Flight BA0062 from Entebbe to Heathrow is in the air. Actually it left on time, but the BA website fooled me for more than half an hour giving the appearance that it was late departing. That gave me a few worried moments. But I am so glad to be able to know that it is safely launched. And an hour before it left I said goodbye to my dear girls on their last minutes of airtime on the African networked cell phone and my last minutes of Skype. I can't imagine how the trip would have been if we hadn't had that contact. I got the chance to "see" my brave girls to the departure gate. After all, they had travelled on their own for half an hour in a taxi from Kampala, leaving our friends' home at 6 a.m. their time. How could I have been sure they really got there safely without talking to them? I know Uganda so well. Anything can happen. Yet the whole trip has gone so smoothly, and I am so grateful to have had so much contact by cell phone and often by e mail. So different than when we lived there. My mother got a weekly fax from us, sent from the local post office. Mind you I was not nineteen or seventeen and she was not a fairly new Mum. So here's this doting Mum, so proud of my girls, getting to participate in their lives, show my love in a tangible way, and pray them through the next stage.

But I guess the big communication deal is really in the "air" in a different way. It's all about God's "technology", His airtime, and His power.
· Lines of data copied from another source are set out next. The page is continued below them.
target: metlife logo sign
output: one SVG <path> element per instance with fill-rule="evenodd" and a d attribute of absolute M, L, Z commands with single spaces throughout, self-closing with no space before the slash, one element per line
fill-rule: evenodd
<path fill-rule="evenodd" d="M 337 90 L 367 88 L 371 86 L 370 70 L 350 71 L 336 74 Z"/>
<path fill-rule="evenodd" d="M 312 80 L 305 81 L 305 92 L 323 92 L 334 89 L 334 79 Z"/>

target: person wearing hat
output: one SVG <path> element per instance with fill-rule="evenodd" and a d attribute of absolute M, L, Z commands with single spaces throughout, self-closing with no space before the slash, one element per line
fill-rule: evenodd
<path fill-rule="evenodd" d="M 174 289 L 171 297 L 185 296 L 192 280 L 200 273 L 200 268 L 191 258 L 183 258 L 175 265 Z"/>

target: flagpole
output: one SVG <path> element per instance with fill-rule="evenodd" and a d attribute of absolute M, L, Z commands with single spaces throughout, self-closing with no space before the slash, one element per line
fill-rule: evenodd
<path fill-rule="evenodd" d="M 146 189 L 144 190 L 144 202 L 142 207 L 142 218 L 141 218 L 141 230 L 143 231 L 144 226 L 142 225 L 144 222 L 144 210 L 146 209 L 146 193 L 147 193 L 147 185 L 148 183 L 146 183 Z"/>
Cellphones and internet have got nothing on Him. Never did. Thank God for that. But thank God for them anyway.

1 comment:

Belinda said...

I was thinking of your girls today too, Meg! You are three brave girls! :)

Yes, things have changed so much in terms of communication technology and how much we take the ease of communication for granted. I remember in 1969 as a young bride, coming here at 19, and we couldn't afford a phone for our first year. We relied on letters, and once I remember gathering up a huge pile of change and going to a call box to call home. I was so homesick and wretchedly miserable that first year! Home seemed so far away.